Tuesday, 9 July 2013

Solitude

Solitude;  Feeling so locked up and imprisoned,
Cornered by my shadows and doubts in this prism,
The things that I did and things I really wish I didn't,
But through my problems I never had anyone who would listen.
Trying to understand the depths of my mind now,
Trying to comprehend what my heart feels when the lights out.
Drowning in my yesterday; Trying to reach for tomorrow,
Trying to remember my happiness but Im overwhelmed in my sorrow.
It's dark again and I can't find the star I want to follow,
I don't feel myself anymore; why do I feel so hollow?
Constantly facing a world of hatred on a daily basis,
the pressure building up on my head feeling crazy; hate this.
Aggro from every where I look,
can someone save me; I'm pain sick.
Hiding away from the sun rays; Nothing used to phase me but now its raining.
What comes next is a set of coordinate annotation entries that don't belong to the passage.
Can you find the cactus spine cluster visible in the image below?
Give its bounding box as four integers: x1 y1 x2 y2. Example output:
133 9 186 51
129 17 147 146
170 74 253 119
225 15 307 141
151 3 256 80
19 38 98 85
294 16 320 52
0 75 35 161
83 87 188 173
Looking back at the world It feels like everyone is against me;
And I blame this,
My heart feels like its going to break;
and i need to face this.
No one can catch a tear of mine and understand my pain,
No one has the same reason as mine to  scream in the rain.
Can you feel my suffering in these rhythms of remorse,
Like being stuck in a cage; of prisms forced.
All i need is a rope to hold on to; for my escape,
and maybe when someone reads this; they can relate.
We live in a world where we need to understand one another,
that the only difference is that we have different mothers.